Landgericht Berlin Tödliche Messerattacke im Clan-Milieu: Prozess beginnt
Auf dem Volksfest „Neuköllner Maientage“ in der Hasenheide wird ein Mann niedergestochen und stirbt im Krankenhaus. Knapp ein Jahr später stehen die mutmaßlichen Täter vor Gericht. Es gibt einen weiteren Verdächtigen.

Berlin - Der 25-Jährige steht auf dem Berliner Volksfest „Neuköllner Maientage“ im Park Hasenheide an einem Boxstand, als er attackiert wird. Mindestens zehn Messerstiche treffen ihn von hinten, wie es in der Anklage heißt. Der Mann aus dem Berliner Milieu arabischstämmiger Clans stirbt später im Krankenhaus. Knapp ein Jahr später hat am Donnerstag vor dem Landgericht Berlin der Prozess gegen die mutmaßlichen Täter begonnen. Hauptangeklagter ist ein 21-Jähriger. Ihm wirft die Staatsanwaltschaft heimtückischen Mord vor. Komplize soll ein 20-Jähriger sein. Er ist angeklagt wegen gefährlicher Körperverletzung und Beteiligung an einer Schlägerei.
Vorausgegangen sein soll der Tat am 30. April 2022 eine Rangelei. Mehr ist zu den Hintergründen bislang öffentlich nicht bekannt. Laut Anklage sollen die beiden deutschen Staatsangehörigen jedoch zusammen mit einem weiteren Verdächtigen kurz zuvor den Entschluss gefasst haben, den 25-Jährigen zu töten. Dabei hätten sie „die auf der Arglosigkeit beruhende Wehrlosigkeit des Geschädigten“ ausnutzen wollen.

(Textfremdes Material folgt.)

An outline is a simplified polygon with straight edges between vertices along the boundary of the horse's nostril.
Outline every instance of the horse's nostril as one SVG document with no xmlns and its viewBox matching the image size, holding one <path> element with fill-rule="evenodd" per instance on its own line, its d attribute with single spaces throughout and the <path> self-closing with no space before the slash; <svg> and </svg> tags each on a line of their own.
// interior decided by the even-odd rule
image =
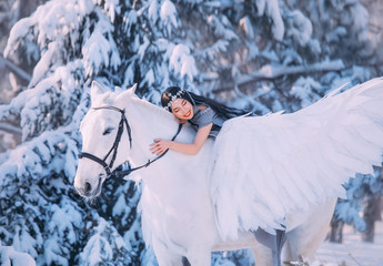
<svg viewBox="0 0 383 266">
<path fill-rule="evenodd" d="M 92 185 L 89 182 L 85 182 L 84 192 L 89 193 L 91 190 L 92 190 Z"/>
</svg>

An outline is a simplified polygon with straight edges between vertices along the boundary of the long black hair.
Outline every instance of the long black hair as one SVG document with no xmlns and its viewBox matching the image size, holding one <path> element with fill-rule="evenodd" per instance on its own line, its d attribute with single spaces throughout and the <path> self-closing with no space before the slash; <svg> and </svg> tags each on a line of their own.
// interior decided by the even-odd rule
<svg viewBox="0 0 383 266">
<path fill-rule="evenodd" d="M 219 103 L 212 99 L 200 96 L 200 95 L 196 95 L 195 93 L 192 93 L 190 91 L 182 90 L 179 86 L 169 86 L 164 92 L 162 92 L 161 104 L 169 112 L 172 112 L 171 106 L 170 106 L 171 102 L 175 99 L 179 99 L 179 98 L 188 100 L 191 104 L 208 105 L 216 113 L 218 116 L 220 116 L 224 120 L 232 119 L 232 117 L 248 113 L 243 110 L 239 110 L 235 108 L 229 108 L 229 106 L 226 106 L 222 103 Z"/>
</svg>

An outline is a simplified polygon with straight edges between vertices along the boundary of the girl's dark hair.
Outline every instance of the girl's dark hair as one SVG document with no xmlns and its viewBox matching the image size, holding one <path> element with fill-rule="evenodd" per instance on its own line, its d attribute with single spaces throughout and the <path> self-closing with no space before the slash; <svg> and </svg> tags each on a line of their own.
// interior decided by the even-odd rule
<svg viewBox="0 0 383 266">
<path fill-rule="evenodd" d="M 188 100 L 191 104 L 195 103 L 195 104 L 205 104 L 208 106 L 210 106 L 218 116 L 228 120 L 228 119 L 232 119 L 239 115 L 243 115 L 246 114 L 245 111 L 243 110 L 239 110 L 235 108 L 229 108 L 222 103 L 219 103 L 212 99 L 209 98 L 204 98 L 204 96 L 200 96 L 196 95 L 195 93 L 192 92 L 187 92 L 185 90 L 182 90 L 179 86 L 169 86 L 164 92 L 162 92 L 161 95 L 161 104 L 163 108 L 167 108 L 168 104 L 172 101 L 172 96 L 177 95 L 177 98 L 182 98 Z M 171 106 L 168 106 L 167 110 L 169 112 L 172 112 Z"/>
</svg>

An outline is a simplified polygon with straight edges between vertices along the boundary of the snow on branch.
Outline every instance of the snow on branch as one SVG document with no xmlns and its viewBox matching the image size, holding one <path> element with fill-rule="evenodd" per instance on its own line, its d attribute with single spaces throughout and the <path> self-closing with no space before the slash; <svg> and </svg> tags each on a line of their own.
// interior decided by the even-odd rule
<svg viewBox="0 0 383 266">
<path fill-rule="evenodd" d="M 283 75 L 305 75 L 312 72 L 330 72 L 340 71 L 345 68 L 342 60 L 323 61 L 308 65 L 271 65 L 265 64 L 259 71 L 254 71 L 248 74 L 238 75 L 235 79 L 236 85 L 243 85 L 249 82 L 260 80 L 274 80 Z M 233 84 L 223 86 L 220 90 L 231 90 Z"/>
<path fill-rule="evenodd" d="M 19 78 L 23 79 L 24 81 L 30 81 L 32 78 L 29 73 L 27 73 L 24 70 L 12 63 L 11 61 L 4 59 L 2 54 L 0 54 L 0 61 L 3 62 L 7 68 L 9 68 L 13 73 L 16 73 Z"/>
</svg>

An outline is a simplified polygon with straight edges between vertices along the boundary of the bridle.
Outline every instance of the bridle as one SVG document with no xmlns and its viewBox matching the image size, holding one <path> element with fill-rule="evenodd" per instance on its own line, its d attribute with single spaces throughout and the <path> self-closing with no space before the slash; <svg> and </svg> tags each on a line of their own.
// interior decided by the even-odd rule
<svg viewBox="0 0 383 266">
<path fill-rule="evenodd" d="M 159 160 L 160 157 L 162 157 L 163 155 L 165 155 L 169 151 L 165 150 L 161 155 L 159 155 L 158 157 L 155 157 L 154 160 L 148 160 L 148 162 L 141 166 L 138 166 L 138 167 L 134 167 L 134 168 L 128 168 L 128 170 L 123 170 L 123 171 L 118 171 L 118 170 L 114 170 L 112 171 L 113 168 L 113 164 L 114 164 L 114 161 L 115 161 L 115 156 L 117 156 L 117 152 L 118 152 L 118 149 L 119 149 L 119 144 L 120 144 L 120 141 L 121 141 L 121 136 L 123 134 L 123 130 L 124 127 L 127 127 L 127 133 L 128 133 L 128 137 L 129 137 L 129 143 L 130 143 L 130 149 L 132 149 L 132 134 L 131 134 L 131 127 L 129 125 L 129 122 L 128 122 L 128 119 L 125 116 L 125 110 L 121 110 L 119 108 L 115 108 L 115 106 L 111 106 L 111 105 L 107 105 L 107 106 L 100 106 L 100 108 L 92 108 L 93 110 L 101 110 L 101 109 L 109 109 L 109 110 L 113 110 L 113 111 L 117 111 L 117 112 L 120 112 L 121 113 L 121 120 L 120 120 L 120 123 L 119 123 L 119 129 L 118 129 L 118 132 L 117 132 L 117 135 L 115 135 L 115 140 L 114 140 L 114 143 L 112 145 L 112 147 L 109 150 L 109 152 L 107 153 L 107 155 L 103 157 L 103 158 L 100 158 L 93 154 L 90 154 L 90 153 L 87 153 L 87 152 L 80 152 L 79 153 L 79 158 L 83 158 L 83 157 L 87 157 L 93 162 L 97 162 L 98 164 L 101 164 L 103 170 L 105 171 L 107 173 L 107 178 L 111 177 L 111 176 L 114 176 L 114 177 L 123 177 L 123 176 L 127 176 L 129 175 L 130 173 L 132 173 L 133 171 L 137 171 L 137 170 L 140 170 L 142 167 L 148 167 L 149 165 L 151 165 L 152 163 L 154 163 L 157 160 Z M 125 125 L 125 126 L 124 126 Z M 182 124 L 179 125 L 178 127 L 178 131 L 175 133 L 175 135 L 172 137 L 172 141 L 175 140 L 175 137 L 178 136 L 178 134 L 181 132 L 181 129 L 182 129 Z M 109 157 L 109 155 L 112 154 L 112 158 L 111 161 L 109 162 L 109 164 L 107 163 L 107 158 Z"/>
</svg>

Gemeinsam mit dem flüchtigen weiteren Verdächtigen soll der 21-Jährige dann kurz nach 23.00 Uhr auf den Mann eingestochen haben. Der heute 20-Jährige soll das Opfer mit der Faust geschlagen haben, damit es sich nicht wehren kann. Um das Eingreifen anderer Besucher des Volksfestes zu verhindern, soll ein unbekannter Beteiligter Pfefferspray versprüht haben. Das Opfer erlitt mehrere Stiche in der Brust, wobei beide Lungen verletzt wurden. Tödlich war laut Anklage ein Stich ins Herz.
Die Angeklagten schwiegen zunächst zu den Vorwürfen. „Mein Mandant bestreitet den Vorwurf mit aller Entschiedenheit“, erklärte der Verteidiger des Jüngeren. Er kündigte dessen Aussage für den nächsten Prozesstag an, der am 4. Mai geplant ist. Der 20-Jährige ist auf freiem Fuß.
Der Hauptangeklagte war im Dezember 2022 am Flughafen nach monatelanger Fahndung verhaftet worden und befindet sich seitdem in Untersuchungshaft. Sein Mandant habe sich freiwillig dem Verfahren gestellt, betonte sein Verteidiger. Zunächst werde sich der 21-Jährige aber nicht zu den Vorwürfen äußern.
Da beide Angeklagte zum Tatzeitpunkt Heranwachsende waren, ist eine Jugendkammer des Landgerichts Berlin für den Fall zuständig. Für den Prozess gelten erhöhte Sicherheitsmaßnahmen. Bislang sind 30 weitere Verhandlungstage bis zum 16. November geplant. Bruder und Mutter des Getöteten treten im Prozess als Nebenkläger auf.
Um sich ein Bild von der Situation am Tatort zu machen, wie der Vorsitzende Richter Marc Spitzkatz sagte, wurden zum Prozessauftakt zunächst Polizisten gehört. Auf dem Kirmes-Gelände habe damals „sehr großes Chaos“ geherrscht, schilderte ein Polizist, der zu den ersten von Dutzenden Einsatzkräften vor Ort gehörte. Die Polizei habe das Gebiet großräumig abgesperrt. Es seien sehr viele Familienmitglieder zur Hasenheide gekommen. „Polizeikräfte mussten eine Kette bilden, um diese abzuhalten“, schilderte der 27-Jährige.
Zahlreiche Familienangehörige und Bekannte des Opfers versammelten sich später auch vor dem Krankenhaus Neukölln. Diese verhielten sich nach damaligen Angaben der Polizei „hoch emotional und von Trauer geprägt“. Die Polizei wurde damals gerufen, um die Situation unter Kontrolle zu bekommen.
Bei dem Getöteten handelt es sich um einen Bruder von Nidal R., der im Herbst 2018 vor den Augen seiner Familie auf dem Tempelhofer Feld erschossen worden war. Er war der Polizei als Wiederholungstäter mit Beziehungen zu arabischstämmigen Clans bekannt. Bislang konnte die Polizei in diesem Fall keinen Täter verhaften.